2. Sarah Palin can make Republicans excited about John McCain.
3. Sarah Palin can turn gay men straight just by smiling.
4. Unlike Barack Obama, Sarah Palin is her own teleprompter.
5. Side effects may include coughing, runny nose, nausea, vomiting, cramps,
and getting punched in the face by Sarah Palin.
6. Sarah Palin can cook a whole turkey in her EasyBake oven.
7. In 2003, the US considered deploying Sarah Palin to Iraq as a 1-woman
commando squad, but wanted to make it a fair fight.
8. Sarah Palin is really Sarah Connor, mother of John.
9. Sarah Palin doesn't need a gun to hunt. She has been known to throw a
bullet through an adult bull elk.
10. All your base are belong to Sarah Palin.
11. Sarah Palin can divide by zero.
12. Sarah Palin wears three-quarter length sleeves to keep from getting
blood on her clothes when she kills liberals.
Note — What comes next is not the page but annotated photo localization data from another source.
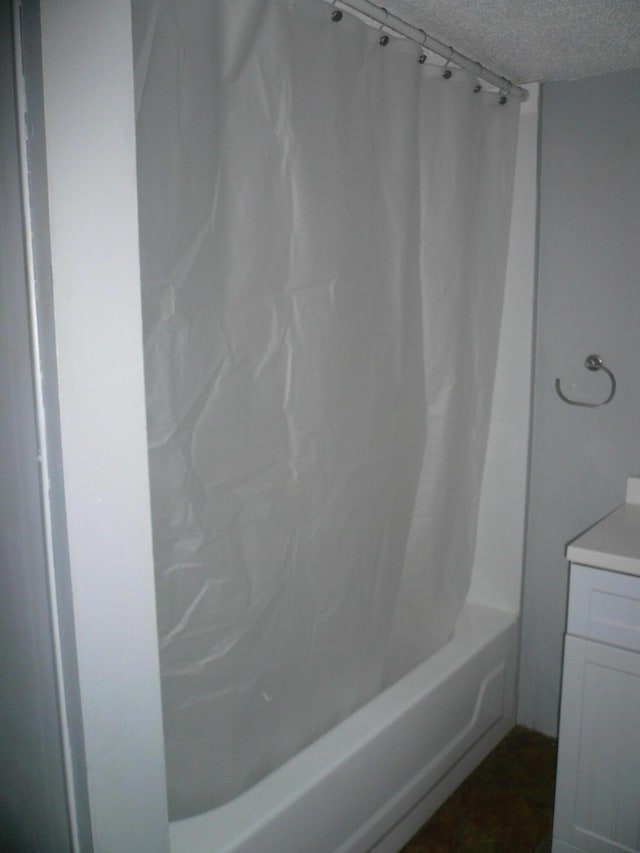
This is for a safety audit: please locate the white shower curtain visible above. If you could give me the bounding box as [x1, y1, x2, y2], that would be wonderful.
[133, 0, 519, 819]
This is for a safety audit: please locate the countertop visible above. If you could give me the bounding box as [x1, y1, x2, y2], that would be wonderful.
[567, 478, 640, 577]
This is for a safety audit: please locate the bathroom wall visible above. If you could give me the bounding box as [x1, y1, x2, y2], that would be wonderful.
[518, 69, 640, 736]
[0, 7, 70, 850]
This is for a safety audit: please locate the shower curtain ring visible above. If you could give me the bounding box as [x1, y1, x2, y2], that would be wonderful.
[378, 8, 390, 45]
[330, 0, 342, 22]
[418, 30, 428, 63]
[442, 49, 454, 79]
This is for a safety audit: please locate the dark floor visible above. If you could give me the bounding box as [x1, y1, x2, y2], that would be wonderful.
[401, 726, 558, 853]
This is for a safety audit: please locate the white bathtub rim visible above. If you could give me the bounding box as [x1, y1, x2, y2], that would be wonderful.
[170, 602, 517, 851]
[332, 660, 507, 853]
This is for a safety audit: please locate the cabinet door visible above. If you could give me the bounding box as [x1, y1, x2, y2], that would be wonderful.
[553, 636, 640, 852]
13. It's not over until Sarah Palin says it's over.
14. Sarah Palin's hand is the only one that can beat a Royal Flush.
15. Sarah Palin catches salmon swimming upstream with her teeth for fun.
16. Sarah Palin was kicked off Survivor for killing a man and eating his
entrails.
17. Sarah Palin once held off a Russian invasion of Alaska with only a
bottle of vodka and a hockey stick.
18. While Sarah Palin is impervious to nuclear weapons, she's still worried
about the rest of us.
19. Sarah Palin drives herself to work every day - in an M1A1 tank.
20. Apple pays Sarah Palin 99 cents every time she listens to a song.
21. Sarah Palin once carved a perfect likeness of the Mona Lisa in a block
of ice using only her teeth.
22. Those aren't glasses on Sarah Palin's face. They are a protection for
all of us from getting lost in her eyes.
23. Sarah Palin wasn't allowed to wield the gavel at the convention because
they were afraid she'd use it to kill liberals.
24. Sarah Palin once won a competitive eating contest by devouring three
live caribou.
25. Sarah Palin counted to infinity – twice.
________________________________
It is useless for sheep to pass resolutions in favor of
vegetarianism while wolves remain of a different opinion.
WILLIAM RALPH INGE, D. D. 1860-1954
Dillon Pyron - 10 Sep 2008 04:24 GMT
[Default] Thus spake "Lee Bell" <pleebell@bellsouth.net>:
Some of those are Chuck Norris True Facts, but others are new to me.
The best one I saw was an early one.
Sarah Palin didn't know who Sarah Palin was until Friday afternoon.
>1. FDR is often misquoted; what he actually said was, "There is nothing to
>fear but Sarah Palin herself."
[quoted text clipped - 62 lines]
>vegetarianism while wolves remain of a different opinion.
>WILLIAM RALPH INGE, D. D. 1860-1954
dweebgs@gmail.com - 11 Sep 2008 04:23 GMT
The most amusing online comment I've seen on Sarah Palin:
"I don't just want to vote for her - I want to vote ALL OVER her."